For the next 30 minutes, Daniel shook violently and repeatedly expressed his one desire:

To be loved.

“I have no one. Just Roy Boy. Why does no one love me?”

Just imagine being 50 years old, discarded by your parents, abused by your caretakers, plagued by mental illness, abandoned by someone you love, and evicted from your apartment.

Daniel wept as he continued, “I love God, I do. But why is my life so bad? Why doesn’t anyone love me?”

As a minister, the temptation is to tell Daniel there are steps he can take to feel better.

Pray, go to church, sober up, join a small group, find a place to volunteer.

The problem, however, is that I know the truth. That in my life, in times when I’ve been actively practicing everything listed above — not to mention the blessings of marriage, fatherhood, close friends, and career – I still have sleepless nights where I weep at the reality of my loneliness and feelings of being unlovable. 

Religious activity is not the answer.

And I think Christians would do well to stop promoting it as such.

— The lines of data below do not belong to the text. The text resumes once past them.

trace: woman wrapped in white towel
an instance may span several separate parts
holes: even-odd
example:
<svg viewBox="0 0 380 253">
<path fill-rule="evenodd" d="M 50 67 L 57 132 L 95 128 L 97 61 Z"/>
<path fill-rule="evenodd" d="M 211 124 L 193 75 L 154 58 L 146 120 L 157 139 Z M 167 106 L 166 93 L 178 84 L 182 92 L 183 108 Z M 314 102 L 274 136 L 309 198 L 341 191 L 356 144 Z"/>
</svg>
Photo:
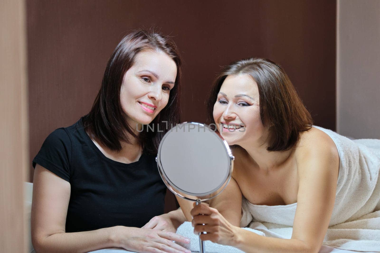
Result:
<svg viewBox="0 0 380 253">
<path fill-rule="evenodd" d="M 265 59 L 227 66 L 208 107 L 235 160 L 233 178 L 209 206 L 178 199 L 195 233 L 247 252 L 317 252 L 323 244 L 375 251 L 380 140 L 353 141 L 313 126 L 283 68 Z M 290 234 L 260 236 L 241 221 L 290 228 Z"/>
</svg>

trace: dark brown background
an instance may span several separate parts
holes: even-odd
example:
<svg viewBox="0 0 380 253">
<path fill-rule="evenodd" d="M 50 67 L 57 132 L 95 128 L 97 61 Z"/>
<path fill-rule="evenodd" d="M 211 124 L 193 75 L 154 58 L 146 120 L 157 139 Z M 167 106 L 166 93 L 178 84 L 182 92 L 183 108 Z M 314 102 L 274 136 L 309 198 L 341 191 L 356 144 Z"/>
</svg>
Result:
<svg viewBox="0 0 380 253">
<path fill-rule="evenodd" d="M 89 111 L 109 57 L 136 28 L 160 29 L 180 49 L 181 120 L 205 122 L 220 66 L 255 56 L 281 65 L 315 124 L 335 130 L 335 1 L 27 3 L 31 159 L 49 133 Z"/>
</svg>

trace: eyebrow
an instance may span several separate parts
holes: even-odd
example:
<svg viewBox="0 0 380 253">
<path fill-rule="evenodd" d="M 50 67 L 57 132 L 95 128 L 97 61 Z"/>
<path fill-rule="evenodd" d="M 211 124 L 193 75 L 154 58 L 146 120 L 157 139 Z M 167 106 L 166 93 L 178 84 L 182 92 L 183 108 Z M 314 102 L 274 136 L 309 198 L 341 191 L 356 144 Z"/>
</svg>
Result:
<svg viewBox="0 0 380 253">
<path fill-rule="evenodd" d="M 139 72 L 138 72 L 137 73 L 140 73 L 140 72 L 149 72 L 149 73 L 150 73 L 150 74 L 151 74 L 152 75 L 153 75 L 153 76 L 154 76 L 154 77 L 156 77 L 157 79 L 160 79 L 160 77 L 158 76 L 158 74 L 156 74 L 153 71 L 150 71 L 150 70 L 141 70 L 141 71 L 139 71 Z M 175 83 L 174 82 L 173 82 L 172 81 L 168 81 L 167 82 L 165 82 L 166 83 L 167 83 L 167 84 L 174 84 Z"/>
<path fill-rule="evenodd" d="M 252 99 L 252 100 L 255 100 L 254 99 L 253 99 L 253 98 L 252 98 L 251 97 L 249 96 L 248 95 L 246 95 L 245 94 L 239 94 L 238 95 L 236 95 L 236 96 L 235 96 L 235 98 L 239 98 L 239 97 L 240 97 L 241 96 L 247 96 L 249 98 L 250 98 L 251 99 Z"/>
<path fill-rule="evenodd" d="M 218 94 L 221 94 L 223 96 L 227 96 L 227 94 L 226 94 L 225 93 L 223 93 L 223 92 L 219 92 Z M 248 95 L 246 95 L 244 94 L 239 94 L 238 95 L 236 95 L 236 96 L 235 96 L 235 98 L 239 98 L 239 97 L 240 97 L 241 96 L 247 96 L 249 98 L 250 98 L 251 99 L 252 99 L 252 100 L 255 100 L 254 99 L 253 99 L 253 98 L 252 98 L 251 97 L 249 96 Z"/>
</svg>

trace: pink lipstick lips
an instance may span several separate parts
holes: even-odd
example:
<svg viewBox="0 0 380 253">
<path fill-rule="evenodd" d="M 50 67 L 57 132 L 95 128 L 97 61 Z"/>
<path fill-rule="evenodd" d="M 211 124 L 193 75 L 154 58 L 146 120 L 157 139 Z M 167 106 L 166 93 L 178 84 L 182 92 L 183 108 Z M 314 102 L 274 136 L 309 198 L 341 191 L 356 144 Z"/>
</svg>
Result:
<svg viewBox="0 0 380 253">
<path fill-rule="evenodd" d="M 149 113 L 153 113 L 154 112 L 155 109 L 157 108 L 157 106 L 154 104 L 144 103 L 143 102 L 139 102 L 139 104 L 145 111 Z"/>
</svg>

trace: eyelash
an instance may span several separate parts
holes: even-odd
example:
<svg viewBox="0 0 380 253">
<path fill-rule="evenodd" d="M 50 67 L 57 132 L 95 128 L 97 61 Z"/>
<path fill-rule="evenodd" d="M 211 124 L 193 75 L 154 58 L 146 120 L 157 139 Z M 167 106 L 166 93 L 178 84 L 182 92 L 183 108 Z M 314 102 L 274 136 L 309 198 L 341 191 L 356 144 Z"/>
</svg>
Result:
<svg viewBox="0 0 380 253">
<path fill-rule="evenodd" d="M 227 101 L 225 100 L 224 100 L 219 99 L 218 101 L 218 102 L 219 103 L 219 104 L 228 104 L 228 102 L 227 102 Z M 225 103 L 223 102 L 225 102 Z M 240 104 L 242 104 L 242 105 Z M 243 107 L 249 106 L 250 105 L 251 105 L 248 103 L 246 103 L 245 102 L 239 102 L 238 103 L 238 105 L 239 105 L 239 104 L 241 105 L 241 106 Z"/>
<path fill-rule="evenodd" d="M 147 77 L 146 76 L 143 76 L 142 77 L 141 79 L 142 80 L 143 82 L 145 82 L 148 83 L 148 82 L 150 82 L 150 79 L 149 78 L 149 77 Z M 147 79 L 148 81 L 146 81 L 145 79 Z M 164 88 L 166 88 L 166 89 L 164 89 Z M 167 90 L 169 92 L 171 90 L 171 89 L 170 89 L 169 87 L 167 86 L 163 86 L 162 89 L 163 90 Z"/>
</svg>

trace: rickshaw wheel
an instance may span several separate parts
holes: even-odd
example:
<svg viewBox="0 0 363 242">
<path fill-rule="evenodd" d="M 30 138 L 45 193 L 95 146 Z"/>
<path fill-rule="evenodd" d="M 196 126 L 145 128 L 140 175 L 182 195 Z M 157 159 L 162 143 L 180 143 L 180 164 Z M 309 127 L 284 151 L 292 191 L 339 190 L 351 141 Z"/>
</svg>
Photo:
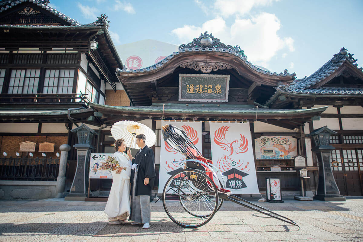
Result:
<svg viewBox="0 0 363 242">
<path fill-rule="evenodd" d="M 192 169 L 171 176 L 163 192 L 163 205 L 168 216 L 184 228 L 197 228 L 208 222 L 217 211 L 218 201 L 212 179 Z"/>
</svg>

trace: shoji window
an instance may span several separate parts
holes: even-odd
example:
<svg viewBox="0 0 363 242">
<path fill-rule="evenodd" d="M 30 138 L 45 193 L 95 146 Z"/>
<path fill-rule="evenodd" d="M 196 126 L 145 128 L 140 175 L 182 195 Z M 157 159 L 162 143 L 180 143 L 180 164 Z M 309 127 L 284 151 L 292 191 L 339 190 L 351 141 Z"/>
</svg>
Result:
<svg viewBox="0 0 363 242">
<path fill-rule="evenodd" d="M 3 91 L 3 86 L 4 85 L 4 79 L 5 78 L 5 69 L 0 69 L 0 93 Z"/>
<path fill-rule="evenodd" d="M 86 85 L 86 93 L 88 94 L 87 96 L 87 98 L 91 102 L 98 103 L 98 92 L 89 81 L 87 81 Z"/>
<path fill-rule="evenodd" d="M 72 93 L 74 77 L 74 70 L 45 70 L 43 93 Z"/>
<path fill-rule="evenodd" d="M 40 73 L 39 69 L 12 70 L 8 93 L 37 93 Z"/>
</svg>

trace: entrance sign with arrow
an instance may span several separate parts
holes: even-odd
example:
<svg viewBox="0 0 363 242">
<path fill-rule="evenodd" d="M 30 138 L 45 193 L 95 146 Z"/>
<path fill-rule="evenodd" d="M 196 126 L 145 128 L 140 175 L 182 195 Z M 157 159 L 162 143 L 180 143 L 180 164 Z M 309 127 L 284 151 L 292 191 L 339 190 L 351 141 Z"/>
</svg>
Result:
<svg viewBox="0 0 363 242">
<path fill-rule="evenodd" d="M 112 156 L 112 153 L 91 153 L 90 161 L 90 178 L 112 178 L 112 174 L 108 171 L 98 170 L 101 162 L 104 162 L 109 156 Z"/>
</svg>

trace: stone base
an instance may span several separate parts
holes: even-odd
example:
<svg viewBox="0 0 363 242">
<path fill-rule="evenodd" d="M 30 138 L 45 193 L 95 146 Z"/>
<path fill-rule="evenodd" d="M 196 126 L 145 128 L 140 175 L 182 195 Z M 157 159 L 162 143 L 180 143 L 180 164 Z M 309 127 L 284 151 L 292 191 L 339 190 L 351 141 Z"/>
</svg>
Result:
<svg viewBox="0 0 363 242">
<path fill-rule="evenodd" d="M 345 197 L 342 195 L 321 195 L 318 194 L 314 197 L 314 199 L 326 202 L 345 202 Z"/>
<path fill-rule="evenodd" d="M 295 196 L 294 197 L 294 198 L 299 201 L 313 201 L 314 200 L 311 197 L 302 197 L 301 196 Z"/>
<path fill-rule="evenodd" d="M 69 194 L 64 197 L 64 201 L 83 201 L 86 200 L 87 196 L 85 195 L 72 195 Z"/>
</svg>

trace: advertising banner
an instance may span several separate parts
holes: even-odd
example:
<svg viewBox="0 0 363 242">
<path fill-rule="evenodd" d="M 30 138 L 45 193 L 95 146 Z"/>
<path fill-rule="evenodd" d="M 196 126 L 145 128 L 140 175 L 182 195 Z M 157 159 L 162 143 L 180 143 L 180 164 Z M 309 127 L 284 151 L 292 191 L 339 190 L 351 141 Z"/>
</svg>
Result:
<svg viewBox="0 0 363 242">
<path fill-rule="evenodd" d="M 90 161 L 90 178 L 112 179 L 112 174 L 108 171 L 98 170 L 101 162 L 104 162 L 109 156 L 112 156 L 112 153 L 91 153 Z"/>
<path fill-rule="evenodd" d="M 213 164 L 234 194 L 260 193 L 249 123 L 209 121 Z"/>
<path fill-rule="evenodd" d="M 175 127 L 185 131 L 189 139 L 201 152 L 201 122 L 176 122 L 162 121 L 162 126 L 171 124 Z M 161 141 L 160 147 L 160 170 L 159 175 L 159 193 L 162 193 L 165 183 L 171 175 L 174 174 L 179 168 L 183 168 L 183 162 L 173 163 L 172 162 L 183 160 L 185 157 L 179 151 L 170 147 L 164 141 L 163 135 L 160 135 Z"/>
</svg>

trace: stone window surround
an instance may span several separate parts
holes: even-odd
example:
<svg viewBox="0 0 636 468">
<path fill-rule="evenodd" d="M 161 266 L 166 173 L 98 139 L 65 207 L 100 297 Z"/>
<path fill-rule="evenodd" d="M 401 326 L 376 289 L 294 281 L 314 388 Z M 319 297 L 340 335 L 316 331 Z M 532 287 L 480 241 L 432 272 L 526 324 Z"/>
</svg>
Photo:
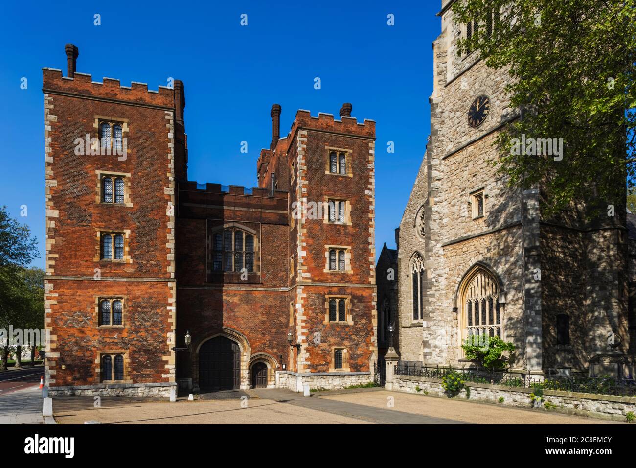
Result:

Lately, when I have the honor of ministering to the poor and afflicted, I repeat the words of Jesus: 

“I have said these things to you, that in me you may have peace. In this world you will have tribulation. But take heart; I have overcome the world.” (John 16:33, ESV)

I don’t know why no one has loved Daniel well, or why he’s had to suffer an immense amount of emotional and mental trauma in his life. 

But I do know that it sucks, and it’s mostly not his fault. 

Most importantly, Jesus knows more about Daniel and his suffering than I could ever know. I believe Jesus embraces Daniel, feels his pain, and promises that one day things will be better. 

That gives me hope that Daniel’s pain (as well as my own) is not in vain. 

And even though it doesn’t make the pain go away, it provides, if only for a moment, a great amount of peace. 

According to scripture, that is what our Savior desires.